Hi everyone! I’m currently at the “Fundamental Physics at the Intensity Frontier” workshop in Rockville, Maryland. There are about 500 high energy physicists here who have gathered to discuss the future of “intensity frontier” physics in the United States. You can find a nice summary on Symmetry Breaking and can follow along on Twitter (#intensityfrontier). For those interested in checking out some of the slides, you can find the agenda here.

In short, the “intensity frontier” is shorthand the exploration of fundamental physics from high luminosity, that is looking for very rare processes that probe the quantum effects of new physics. (I may have to revise this personal definition after attending the workshop!) This should be contrasted with the “energy frontier,” which is what we usually discuss on this blog with the direct production of new physics at the LHC.

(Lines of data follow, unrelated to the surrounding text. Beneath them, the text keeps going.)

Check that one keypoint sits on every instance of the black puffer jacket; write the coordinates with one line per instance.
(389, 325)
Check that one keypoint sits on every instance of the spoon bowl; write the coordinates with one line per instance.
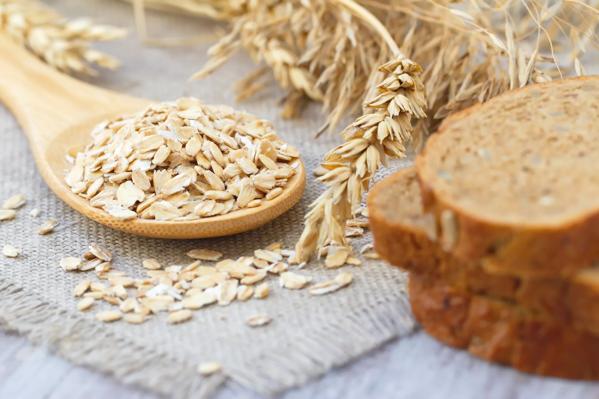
(57, 114)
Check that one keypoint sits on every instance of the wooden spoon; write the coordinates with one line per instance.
(57, 114)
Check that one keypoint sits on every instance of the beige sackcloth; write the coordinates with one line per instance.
(308, 335)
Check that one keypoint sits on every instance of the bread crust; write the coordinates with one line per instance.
(503, 333)
(533, 249)
(569, 299)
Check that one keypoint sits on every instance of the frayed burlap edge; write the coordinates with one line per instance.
(314, 352)
(85, 343)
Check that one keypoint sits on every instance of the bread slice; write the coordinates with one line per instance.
(514, 182)
(404, 235)
(503, 333)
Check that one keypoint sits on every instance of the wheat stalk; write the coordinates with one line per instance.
(312, 49)
(63, 44)
(384, 130)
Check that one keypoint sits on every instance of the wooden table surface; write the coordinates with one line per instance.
(412, 367)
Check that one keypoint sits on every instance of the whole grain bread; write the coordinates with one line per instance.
(514, 182)
(404, 235)
(503, 333)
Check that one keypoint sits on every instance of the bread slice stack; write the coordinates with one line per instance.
(498, 225)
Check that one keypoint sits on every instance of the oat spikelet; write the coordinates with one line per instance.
(384, 130)
(315, 50)
(63, 44)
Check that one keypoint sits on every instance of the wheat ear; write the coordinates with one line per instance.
(384, 130)
(63, 44)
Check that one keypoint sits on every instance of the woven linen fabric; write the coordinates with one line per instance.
(308, 335)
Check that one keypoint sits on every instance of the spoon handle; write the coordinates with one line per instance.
(44, 100)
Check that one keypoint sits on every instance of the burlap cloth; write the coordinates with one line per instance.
(308, 335)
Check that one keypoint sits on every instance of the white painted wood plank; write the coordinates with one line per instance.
(413, 367)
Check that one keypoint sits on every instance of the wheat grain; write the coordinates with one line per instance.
(63, 44)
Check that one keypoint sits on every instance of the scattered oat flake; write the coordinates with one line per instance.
(70, 263)
(269, 256)
(294, 281)
(10, 252)
(209, 368)
(244, 292)
(109, 316)
(258, 320)
(366, 247)
(204, 254)
(14, 202)
(47, 227)
(7, 214)
(180, 316)
(261, 291)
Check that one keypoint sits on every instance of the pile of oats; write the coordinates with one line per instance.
(182, 160)
(178, 290)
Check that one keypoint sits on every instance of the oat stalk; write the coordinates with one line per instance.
(384, 130)
(63, 44)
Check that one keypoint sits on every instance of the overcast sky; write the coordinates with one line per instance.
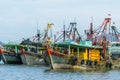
(19, 18)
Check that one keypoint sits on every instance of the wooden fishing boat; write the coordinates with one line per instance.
(10, 54)
(31, 57)
(76, 56)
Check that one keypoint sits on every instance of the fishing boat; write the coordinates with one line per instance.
(71, 55)
(11, 54)
(114, 52)
(31, 57)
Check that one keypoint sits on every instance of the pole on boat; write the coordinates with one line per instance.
(49, 55)
(69, 49)
(78, 52)
(2, 52)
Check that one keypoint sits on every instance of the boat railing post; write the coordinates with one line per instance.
(16, 51)
(78, 54)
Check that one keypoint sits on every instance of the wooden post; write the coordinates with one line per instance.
(69, 50)
(78, 52)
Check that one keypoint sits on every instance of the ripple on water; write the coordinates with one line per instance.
(21, 72)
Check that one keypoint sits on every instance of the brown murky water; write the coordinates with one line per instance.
(22, 72)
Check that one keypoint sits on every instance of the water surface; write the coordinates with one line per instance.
(22, 72)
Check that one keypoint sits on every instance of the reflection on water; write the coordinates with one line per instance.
(21, 72)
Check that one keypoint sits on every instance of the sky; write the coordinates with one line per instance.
(20, 18)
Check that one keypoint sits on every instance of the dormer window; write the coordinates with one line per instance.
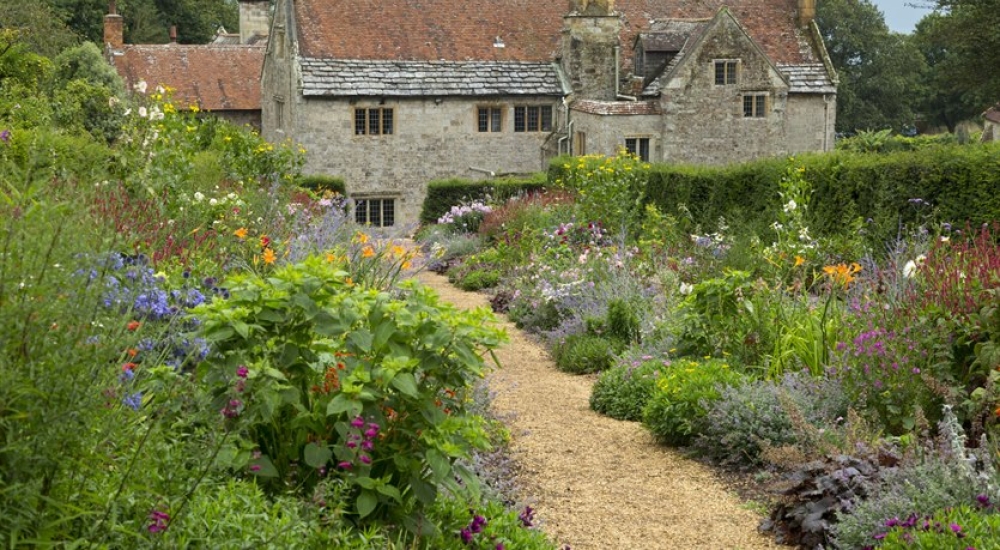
(726, 71)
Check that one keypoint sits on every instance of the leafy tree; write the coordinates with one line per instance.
(944, 103)
(879, 70)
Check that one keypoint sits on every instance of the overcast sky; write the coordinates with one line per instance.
(899, 16)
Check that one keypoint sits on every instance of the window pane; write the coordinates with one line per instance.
(484, 121)
(519, 119)
(495, 122)
(388, 212)
(387, 121)
(359, 122)
(361, 212)
(532, 119)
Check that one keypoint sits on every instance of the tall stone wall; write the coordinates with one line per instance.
(431, 140)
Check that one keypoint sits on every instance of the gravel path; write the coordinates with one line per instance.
(599, 483)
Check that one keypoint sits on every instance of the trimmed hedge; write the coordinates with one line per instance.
(443, 194)
(322, 182)
(961, 183)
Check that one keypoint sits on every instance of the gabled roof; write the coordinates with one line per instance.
(465, 30)
(216, 77)
(333, 77)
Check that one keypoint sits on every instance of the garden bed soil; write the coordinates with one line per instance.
(599, 483)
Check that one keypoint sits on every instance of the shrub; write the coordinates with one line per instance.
(749, 417)
(676, 412)
(325, 376)
(623, 391)
(584, 353)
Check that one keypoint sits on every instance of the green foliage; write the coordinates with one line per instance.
(330, 366)
(960, 528)
(879, 71)
(320, 183)
(676, 411)
(584, 353)
(608, 190)
(444, 194)
(623, 391)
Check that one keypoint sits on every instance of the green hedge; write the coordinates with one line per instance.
(443, 194)
(321, 182)
(960, 183)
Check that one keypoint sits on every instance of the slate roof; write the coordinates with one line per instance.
(616, 107)
(216, 77)
(808, 79)
(336, 77)
(465, 30)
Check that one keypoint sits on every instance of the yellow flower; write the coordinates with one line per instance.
(842, 274)
(269, 256)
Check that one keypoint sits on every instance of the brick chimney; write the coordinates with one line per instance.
(255, 19)
(807, 12)
(114, 27)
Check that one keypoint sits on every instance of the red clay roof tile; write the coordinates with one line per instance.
(215, 77)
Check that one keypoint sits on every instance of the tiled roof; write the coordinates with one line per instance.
(616, 107)
(993, 114)
(808, 79)
(462, 30)
(332, 77)
(669, 36)
(215, 77)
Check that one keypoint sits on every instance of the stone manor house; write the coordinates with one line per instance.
(391, 94)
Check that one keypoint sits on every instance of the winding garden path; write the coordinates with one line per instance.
(599, 483)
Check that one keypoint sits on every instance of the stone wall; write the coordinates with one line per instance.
(431, 139)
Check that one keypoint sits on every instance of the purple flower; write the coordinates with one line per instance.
(158, 521)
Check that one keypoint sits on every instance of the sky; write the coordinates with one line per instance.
(899, 16)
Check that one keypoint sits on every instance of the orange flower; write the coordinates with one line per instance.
(269, 256)
(842, 274)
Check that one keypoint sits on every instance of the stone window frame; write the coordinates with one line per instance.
(533, 118)
(374, 121)
(755, 105)
(492, 122)
(731, 69)
(375, 210)
(641, 146)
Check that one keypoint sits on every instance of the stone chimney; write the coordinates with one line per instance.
(255, 19)
(807, 12)
(114, 27)
(589, 44)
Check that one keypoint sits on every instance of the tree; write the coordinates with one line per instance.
(943, 102)
(879, 70)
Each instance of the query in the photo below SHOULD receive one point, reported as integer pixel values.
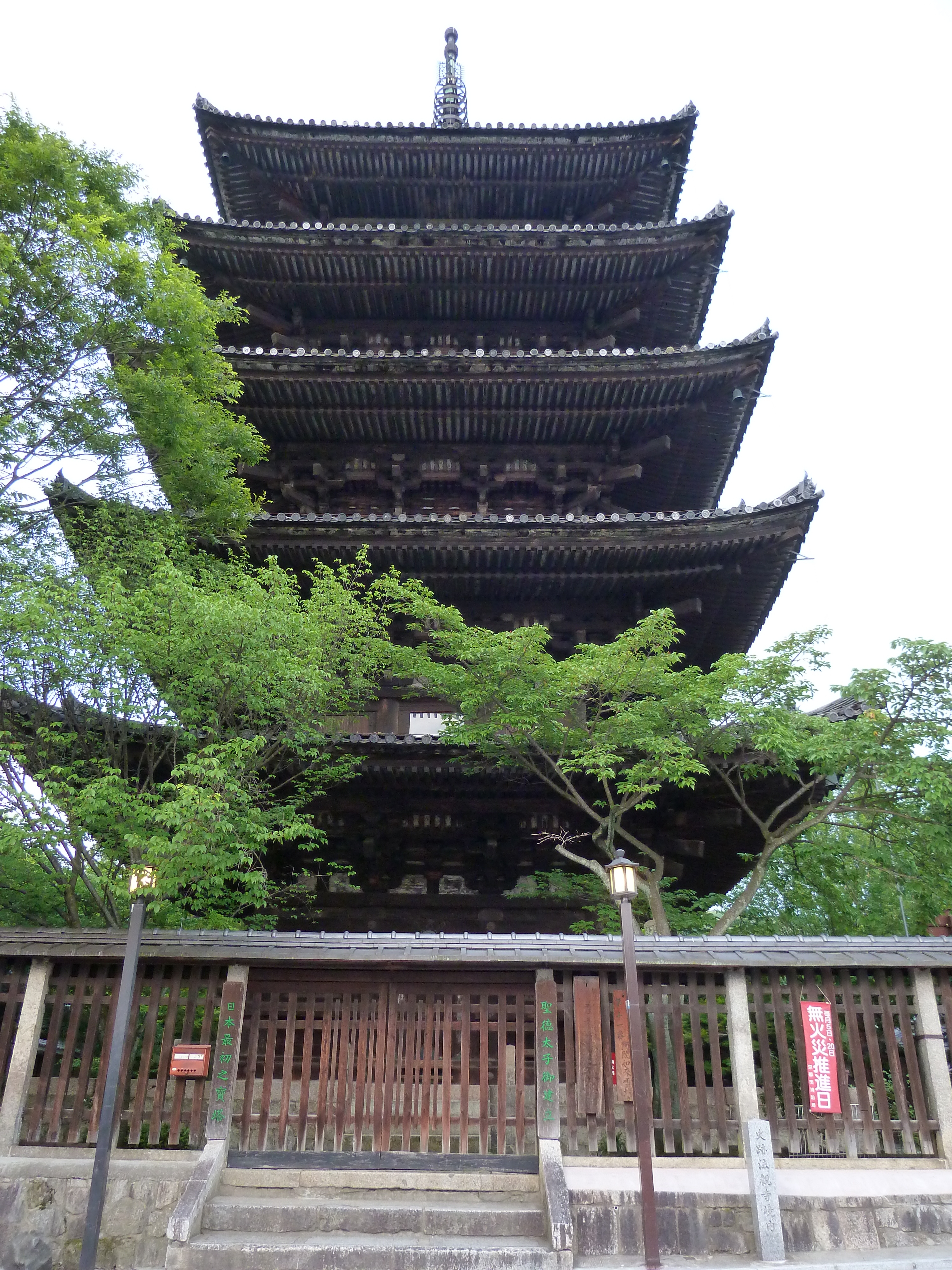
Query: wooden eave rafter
(304, 285)
(522, 402)
(426, 172)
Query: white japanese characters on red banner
(821, 1056)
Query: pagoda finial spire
(450, 98)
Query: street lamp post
(621, 879)
(140, 882)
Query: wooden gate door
(417, 1062)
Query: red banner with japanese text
(821, 1057)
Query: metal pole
(105, 1141)
(642, 1080)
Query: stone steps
(380, 1212)
(355, 1224)
(241, 1250)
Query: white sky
(823, 125)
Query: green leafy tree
(107, 344)
(178, 712)
(612, 726)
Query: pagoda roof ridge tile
(506, 225)
(762, 336)
(686, 112)
(805, 492)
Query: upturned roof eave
(663, 131)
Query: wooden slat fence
(176, 1003)
(687, 1029)
(878, 1069)
(13, 985)
(395, 1065)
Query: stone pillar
(224, 1073)
(934, 1057)
(756, 1139)
(742, 1047)
(765, 1205)
(25, 1050)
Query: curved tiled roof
(701, 398)
(723, 570)
(262, 167)
(653, 284)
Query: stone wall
(48, 1198)
(705, 1225)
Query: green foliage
(843, 879)
(107, 344)
(612, 726)
(177, 711)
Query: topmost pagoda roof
(318, 171)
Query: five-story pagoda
(474, 349)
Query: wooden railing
(175, 1003)
(409, 1064)
(687, 1031)
(423, 1060)
(880, 1081)
(13, 985)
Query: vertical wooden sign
(548, 1107)
(227, 1059)
(625, 1086)
(590, 1066)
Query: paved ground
(884, 1259)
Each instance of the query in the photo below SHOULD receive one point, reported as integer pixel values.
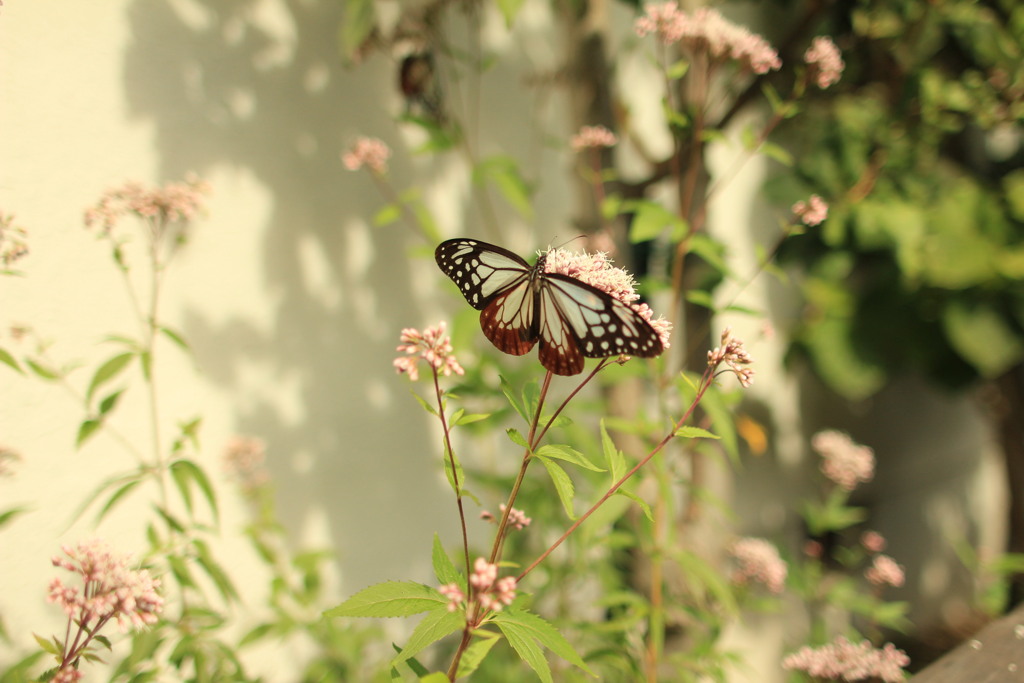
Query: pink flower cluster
(596, 270)
(431, 345)
(885, 571)
(732, 353)
(812, 212)
(842, 659)
(112, 589)
(12, 245)
(174, 203)
(707, 31)
(245, 459)
(824, 61)
(370, 152)
(492, 592)
(844, 462)
(593, 136)
(758, 561)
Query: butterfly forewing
(480, 270)
(521, 305)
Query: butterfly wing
(498, 283)
(601, 325)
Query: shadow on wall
(222, 90)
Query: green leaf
(356, 27)
(982, 336)
(526, 648)
(612, 456)
(561, 452)
(185, 473)
(108, 372)
(563, 484)
(444, 568)
(9, 360)
(433, 627)
(509, 9)
(694, 432)
(42, 371)
(391, 598)
(527, 625)
(475, 653)
(110, 402)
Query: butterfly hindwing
(522, 305)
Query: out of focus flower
(812, 212)
(593, 136)
(844, 462)
(843, 660)
(369, 152)
(706, 31)
(758, 560)
(431, 345)
(824, 61)
(885, 571)
(735, 357)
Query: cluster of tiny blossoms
(844, 660)
(885, 571)
(824, 61)
(707, 31)
(844, 462)
(596, 269)
(431, 345)
(758, 560)
(244, 461)
(370, 152)
(12, 246)
(812, 212)
(174, 203)
(593, 136)
(492, 593)
(112, 589)
(732, 353)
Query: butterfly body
(522, 305)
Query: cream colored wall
(292, 302)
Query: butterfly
(521, 305)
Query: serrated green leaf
(531, 626)
(433, 627)
(475, 653)
(567, 454)
(563, 484)
(41, 371)
(110, 402)
(444, 568)
(356, 27)
(694, 432)
(9, 360)
(107, 372)
(521, 641)
(391, 598)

I’ll whet your appetite , here’s a teaser image from Nima Arkani-Hamed‘s opening talk in which he plots the “coolness” and “importance” of intensity frontier physics with respect to time:

From Nima Arkani-Hamed's talk at the Intensity Frontier Workshop

Fermilab has now passed the “energy frontier” torch to the LHC and is restructuring towards a particle physics lab dedicated to pushing the forefront of the intensity frontier. The workshop is a very unique and very special opportunity for theoretical and experimental physicists to get together and discuss the future of particle physics in the United States. There are over 500 high energy physicists here for the next three days, which perhaps makes this the center of particle physics this side of CERN. 🙂

As stated by Henry Weerts in his welcome talk, the workshop has four goals:

  1. Produce a single coherent document that explains the science opportunities at the intensity frontier.
  2. Identify the experiments and facilities needed to explore the intensity frontier.
  3. Demonstrate the importance of the intensity frontier to the physics and broader community.
  4. Educate the community.

The last item was particularly directed to the broader community, not just physicists but also to congress and—by extension—to the general public which ultimately supports research into fundamental science. To that end, it’s a busy workshop, but I’ll do my best to provide some updates about what’s going on.